At other shows, executives landed on filming talent through videoconferencing systems, taking a cue from late-night hosts who pivoted early to the new format. Singing competition series American Idol and The Voice both finished their seasons with contestants, pianists, coaches and judges appearing via remote video setups, with producers and editors cutting videos together. CBS’ All Rise shot a Covid-19-themed season finale entirely remotely while Apple TV+’s comedy Mythic Quest: Raven’s Banquet produced a quarantine special episode filmed entirely on—what else?—iPhones.
Breakneck speeds and new challenges
For both One Day at a Time and The Blacklist, choosing animation meant considerably speeding up the animation process, generally a time-consuming endeavor. “I’m told it takes 25-30 weeks to do a pilot of an animated show, so this team really worked around the clock to make this happen,” Kellett said.
With help from animation house Smiley Guy Studios, One Day at a Time turned around the special in eight weeks.
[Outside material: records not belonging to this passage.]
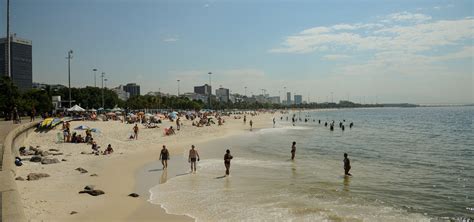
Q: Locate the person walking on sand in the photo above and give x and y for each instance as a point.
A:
(227, 158)
(135, 131)
(347, 165)
(193, 155)
(164, 157)
(178, 124)
(293, 150)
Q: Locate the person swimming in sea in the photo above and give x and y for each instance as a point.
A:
(193, 156)
(293, 150)
(227, 158)
(347, 165)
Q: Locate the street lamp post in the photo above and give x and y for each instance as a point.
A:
(102, 76)
(95, 77)
(8, 46)
(69, 57)
(178, 87)
(210, 90)
(159, 101)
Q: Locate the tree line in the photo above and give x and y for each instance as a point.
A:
(91, 97)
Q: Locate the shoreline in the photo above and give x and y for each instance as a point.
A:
(51, 199)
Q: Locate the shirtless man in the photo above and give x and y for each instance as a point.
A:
(347, 165)
(135, 131)
(164, 157)
(293, 150)
(227, 158)
(193, 154)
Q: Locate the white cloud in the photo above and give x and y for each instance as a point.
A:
(170, 39)
(417, 37)
(336, 57)
(407, 16)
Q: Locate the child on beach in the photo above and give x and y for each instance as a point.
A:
(193, 154)
(293, 150)
(135, 131)
(164, 157)
(347, 165)
(227, 158)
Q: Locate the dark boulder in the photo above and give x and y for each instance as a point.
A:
(36, 176)
(35, 159)
(82, 170)
(93, 192)
(133, 195)
(50, 161)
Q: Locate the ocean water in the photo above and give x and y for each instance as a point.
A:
(408, 164)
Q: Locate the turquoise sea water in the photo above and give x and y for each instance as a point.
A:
(408, 164)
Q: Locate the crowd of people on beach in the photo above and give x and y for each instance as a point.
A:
(194, 155)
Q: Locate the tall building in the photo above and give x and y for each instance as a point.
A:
(203, 90)
(21, 61)
(121, 93)
(132, 88)
(298, 99)
(274, 99)
(222, 94)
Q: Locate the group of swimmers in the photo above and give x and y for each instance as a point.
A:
(347, 162)
(193, 157)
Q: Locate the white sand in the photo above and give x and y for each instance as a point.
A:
(55, 197)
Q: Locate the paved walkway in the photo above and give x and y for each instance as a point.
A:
(5, 128)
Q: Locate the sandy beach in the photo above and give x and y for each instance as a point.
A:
(55, 198)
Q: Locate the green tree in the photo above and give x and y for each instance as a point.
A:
(9, 96)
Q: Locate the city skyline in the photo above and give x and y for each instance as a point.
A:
(418, 52)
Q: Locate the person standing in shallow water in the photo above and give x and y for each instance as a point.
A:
(347, 165)
(164, 157)
(193, 155)
(227, 158)
(293, 150)
(135, 131)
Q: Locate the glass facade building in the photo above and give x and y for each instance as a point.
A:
(21, 62)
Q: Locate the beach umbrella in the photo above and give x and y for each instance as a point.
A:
(161, 116)
(95, 130)
(81, 127)
(76, 108)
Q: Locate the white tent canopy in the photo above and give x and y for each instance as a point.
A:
(76, 108)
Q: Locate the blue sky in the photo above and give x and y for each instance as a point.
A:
(395, 51)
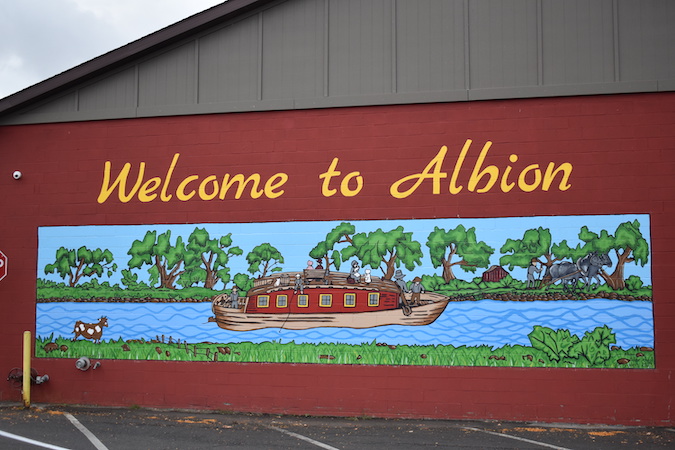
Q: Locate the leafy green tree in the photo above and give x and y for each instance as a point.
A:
(535, 244)
(326, 249)
(628, 244)
(81, 263)
(445, 245)
(391, 248)
(264, 258)
(206, 259)
(165, 260)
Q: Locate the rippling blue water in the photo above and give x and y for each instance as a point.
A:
(485, 322)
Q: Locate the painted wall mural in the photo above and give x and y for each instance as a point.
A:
(565, 291)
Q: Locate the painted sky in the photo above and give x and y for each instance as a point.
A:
(296, 239)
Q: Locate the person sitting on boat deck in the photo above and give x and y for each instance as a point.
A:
(354, 275)
(366, 277)
(298, 285)
(234, 297)
(402, 286)
(417, 289)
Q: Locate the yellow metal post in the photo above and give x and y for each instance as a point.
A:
(26, 368)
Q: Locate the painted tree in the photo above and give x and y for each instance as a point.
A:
(628, 244)
(445, 245)
(326, 249)
(264, 258)
(391, 248)
(207, 258)
(535, 244)
(165, 260)
(84, 262)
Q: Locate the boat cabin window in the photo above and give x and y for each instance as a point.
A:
(303, 300)
(263, 301)
(326, 300)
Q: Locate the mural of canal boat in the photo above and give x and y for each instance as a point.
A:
(315, 298)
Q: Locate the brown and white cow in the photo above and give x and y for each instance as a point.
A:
(91, 331)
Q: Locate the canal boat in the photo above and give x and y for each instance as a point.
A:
(316, 298)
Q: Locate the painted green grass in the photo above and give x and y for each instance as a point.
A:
(331, 353)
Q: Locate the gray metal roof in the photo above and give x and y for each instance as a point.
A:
(246, 55)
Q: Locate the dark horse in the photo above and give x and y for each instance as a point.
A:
(586, 268)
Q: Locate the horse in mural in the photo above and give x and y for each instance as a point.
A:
(585, 269)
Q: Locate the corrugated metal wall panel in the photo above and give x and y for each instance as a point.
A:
(114, 92)
(578, 41)
(168, 79)
(430, 47)
(328, 53)
(229, 62)
(503, 43)
(646, 38)
(360, 47)
(293, 50)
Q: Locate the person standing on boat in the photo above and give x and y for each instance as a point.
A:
(417, 289)
(234, 297)
(403, 289)
(298, 285)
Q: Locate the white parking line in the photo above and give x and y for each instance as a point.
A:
(543, 444)
(16, 437)
(94, 440)
(304, 438)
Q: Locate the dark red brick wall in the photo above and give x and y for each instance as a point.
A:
(622, 149)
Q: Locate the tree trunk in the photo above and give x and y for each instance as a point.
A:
(448, 275)
(616, 280)
(211, 278)
(391, 265)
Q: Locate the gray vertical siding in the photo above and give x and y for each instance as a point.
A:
(323, 53)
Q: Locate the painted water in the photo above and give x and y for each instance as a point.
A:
(471, 323)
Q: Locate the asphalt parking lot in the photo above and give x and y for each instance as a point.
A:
(60, 427)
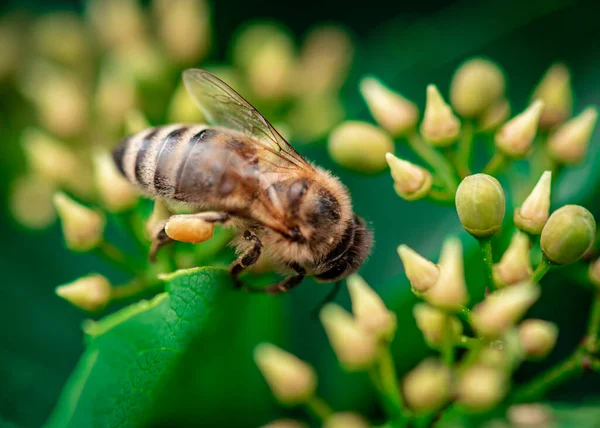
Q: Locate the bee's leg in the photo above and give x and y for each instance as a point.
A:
(282, 286)
(247, 259)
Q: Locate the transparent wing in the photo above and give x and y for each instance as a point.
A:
(223, 106)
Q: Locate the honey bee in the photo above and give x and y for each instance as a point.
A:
(240, 172)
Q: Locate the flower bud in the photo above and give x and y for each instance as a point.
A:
(503, 308)
(480, 388)
(346, 420)
(354, 346)
(292, 381)
(449, 291)
(82, 227)
(515, 264)
(533, 214)
(569, 144)
(116, 192)
(360, 146)
(91, 293)
(555, 91)
(495, 115)
(594, 273)
(369, 310)
(475, 86)
(433, 323)
(567, 235)
(421, 273)
(411, 182)
(515, 138)
(537, 337)
(480, 205)
(184, 28)
(427, 387)
(189, 228)
(440, 126)
(392, 111)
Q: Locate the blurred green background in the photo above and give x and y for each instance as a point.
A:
(407, 45)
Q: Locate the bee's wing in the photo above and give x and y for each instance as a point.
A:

For The Blacklist, animation house Proof Inc. returned the finale in five weeks.
“The editors laid down scratch tracks to represent the scripted dialogue, while Zee Hatley, our head of post[production], sent microphones to the various actors wherever they were quarantining,” Bokenkamp said. “The cast was recording their lines into microphones that interfaced with their iPhones, and those files were then sent to [Los Angeles], where the editors built the audio tracks while simultaneously working with the editors to find matching pictures. It really was a crazy, around-the-clock adventure that bridged about five time zones.”
A short-term solution
Episodes created remotely, like most things in television, aren’t proving to be a guaranteed slam dunk. While ratings for early remote episodes of shows like American Idol and The Voice were higher than normal, they trended down through the end of the season. The Blacklist’s finale, which received high marks from critics, ticked slightly down in the ratings compared to its previous week’s numbers.
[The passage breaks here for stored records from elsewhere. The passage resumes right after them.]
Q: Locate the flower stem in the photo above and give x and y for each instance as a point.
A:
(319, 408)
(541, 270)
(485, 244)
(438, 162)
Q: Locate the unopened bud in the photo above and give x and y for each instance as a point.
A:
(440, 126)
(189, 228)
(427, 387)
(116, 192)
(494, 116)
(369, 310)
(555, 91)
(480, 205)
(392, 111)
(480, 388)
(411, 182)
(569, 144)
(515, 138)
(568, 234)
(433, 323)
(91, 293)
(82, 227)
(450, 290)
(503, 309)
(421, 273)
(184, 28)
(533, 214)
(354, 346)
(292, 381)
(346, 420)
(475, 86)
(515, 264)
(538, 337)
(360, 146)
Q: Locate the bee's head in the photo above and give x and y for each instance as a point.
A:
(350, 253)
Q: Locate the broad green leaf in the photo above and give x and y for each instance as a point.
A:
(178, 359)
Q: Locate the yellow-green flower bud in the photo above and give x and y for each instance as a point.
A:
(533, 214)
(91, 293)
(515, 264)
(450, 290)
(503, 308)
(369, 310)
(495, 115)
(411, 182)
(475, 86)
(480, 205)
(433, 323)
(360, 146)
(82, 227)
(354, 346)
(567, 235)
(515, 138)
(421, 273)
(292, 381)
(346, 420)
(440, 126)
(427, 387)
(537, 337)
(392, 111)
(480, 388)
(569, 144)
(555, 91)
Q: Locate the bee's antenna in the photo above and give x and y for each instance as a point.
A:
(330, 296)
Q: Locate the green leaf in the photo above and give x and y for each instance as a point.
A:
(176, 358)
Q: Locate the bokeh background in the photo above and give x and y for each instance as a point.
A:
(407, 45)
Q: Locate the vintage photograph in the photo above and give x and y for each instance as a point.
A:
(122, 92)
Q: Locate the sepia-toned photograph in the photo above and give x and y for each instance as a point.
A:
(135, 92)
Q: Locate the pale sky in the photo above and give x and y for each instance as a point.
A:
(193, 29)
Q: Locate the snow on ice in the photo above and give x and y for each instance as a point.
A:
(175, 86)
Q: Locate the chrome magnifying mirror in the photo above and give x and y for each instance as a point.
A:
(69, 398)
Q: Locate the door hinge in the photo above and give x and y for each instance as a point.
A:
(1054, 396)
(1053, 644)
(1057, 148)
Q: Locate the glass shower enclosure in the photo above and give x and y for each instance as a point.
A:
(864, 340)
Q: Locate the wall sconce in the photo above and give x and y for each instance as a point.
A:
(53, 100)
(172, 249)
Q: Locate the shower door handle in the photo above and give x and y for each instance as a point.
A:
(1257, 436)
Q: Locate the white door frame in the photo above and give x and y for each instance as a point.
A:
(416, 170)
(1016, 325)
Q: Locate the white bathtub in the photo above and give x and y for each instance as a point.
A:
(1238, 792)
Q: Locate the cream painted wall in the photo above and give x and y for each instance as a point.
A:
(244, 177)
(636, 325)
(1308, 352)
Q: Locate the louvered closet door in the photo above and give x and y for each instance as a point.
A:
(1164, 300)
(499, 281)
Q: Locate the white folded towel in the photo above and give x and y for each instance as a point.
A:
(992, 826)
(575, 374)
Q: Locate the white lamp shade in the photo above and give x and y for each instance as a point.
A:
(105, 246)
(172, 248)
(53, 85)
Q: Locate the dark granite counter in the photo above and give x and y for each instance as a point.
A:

Even if episodes aren’t a ratings bonanza, they do help accomplish a long-term goal for long-running shows: giving audiences a satisfying enough ending or an exciting special to keep them coming back whenever production can resume.
“It’s been exciting for audiences and some advertisers to tune in and see how it’s happening, but I don’t think every single genre or every single show can be successful with this,” Lewis said. In other words, the novelty of an episode made remotely can wear off.
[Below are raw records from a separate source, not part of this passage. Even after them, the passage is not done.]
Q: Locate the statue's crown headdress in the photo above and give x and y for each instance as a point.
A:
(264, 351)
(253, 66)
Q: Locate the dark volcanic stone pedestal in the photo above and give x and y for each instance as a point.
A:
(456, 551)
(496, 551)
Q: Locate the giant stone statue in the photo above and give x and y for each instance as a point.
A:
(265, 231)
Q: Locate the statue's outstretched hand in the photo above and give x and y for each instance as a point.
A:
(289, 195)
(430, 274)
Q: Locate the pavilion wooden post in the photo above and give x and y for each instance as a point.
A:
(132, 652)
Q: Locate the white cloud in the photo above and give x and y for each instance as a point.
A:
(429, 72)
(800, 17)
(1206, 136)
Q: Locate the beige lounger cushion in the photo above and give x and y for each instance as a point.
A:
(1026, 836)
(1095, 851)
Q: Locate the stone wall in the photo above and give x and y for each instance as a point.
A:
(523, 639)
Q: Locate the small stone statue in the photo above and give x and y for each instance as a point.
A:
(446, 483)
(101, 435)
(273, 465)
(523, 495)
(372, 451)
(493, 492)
Luckily, the need for remote productions is slowly coming to an end. California Gov. Gavin Newsom allowed productions to resume with stringent health protocols in place beginning June 12, though it remains unclear when most filming will start. That’s good news for consumers and advertisers that have discovered these pandemic format experiments are sometimes harder than they look.
While the remotely shot All Rise episode was “an amazing feat,” CBS Entertainment president Kelly Kahl told Adweek last month, “I’m not sure it’s practical for a show to try to do that on a week-in, week-out basis.” Blacklist’s Bokenkamp agrees: “If we had any idea how hard this would have been, I’m sure we never would have embarked on the adventure in the first place.”